Lebanon’s Hezbollah has vehemently denied a “fabricated” story by the Wall Street Journal that claimed the assassination on July 30 of the resistance movement's high-ranking commander Fuad Shukr came as a result of "a major security breach in Hezbollah’s internal communications network."
The commander was assassinated in a targeted attack on a building in a congested neighborhood of the southern suburbs of Lebanon’s capital Beirut. The attack was soon claimed by Israel.
On Sunday, the Wall Street Journal claimed that the Hezbollah commander was killed after “a call lured him from his office to his seventh-floor residence, making him an easier target.”

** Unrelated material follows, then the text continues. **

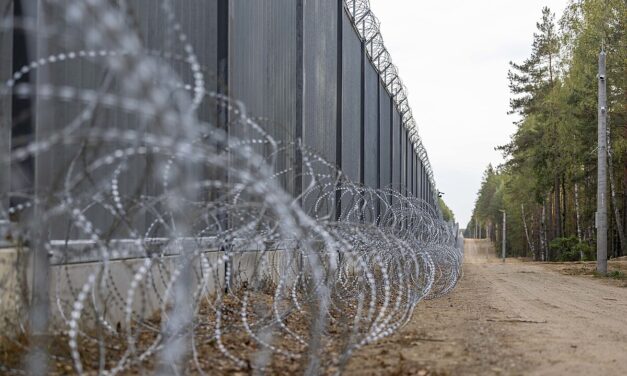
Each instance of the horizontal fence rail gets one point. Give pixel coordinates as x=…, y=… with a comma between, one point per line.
x=208, y=187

The Journal claimed that it had spoken with a Hezbollah official, who said the Lebanese movement was investigating “the security breach.” It said Hezbollah suspected that “Israel used advanced technology to outmaneuver their countersurveillance system.”
In a statement on Telegram, Hezbollah said the story published by the Journal was “full of lies.”
“None of the three newspaper correspondents who put their names on the aforementioned article have ever met any Hezbollah officials at all,” Hezbollah said.
“Therefore, the false story from its foundation and the source attributed to it are nothing more than the imagination of its writers.”
The article, Hezbollah said, aimed to spread Israeli propaganda “in the service of the Zionist project.”
Commander Shukr was a longtime trusted friend and close confidant of Hezbollah leader Hassan Nasrallah.
At his funeral ceremony, Nasrallah described the martyrdom of Shukr as a "big loss," but reassured that his loss "will not weaken Hezbollah whatsoever."
The resistance movement has vowed to retaliate against Israel.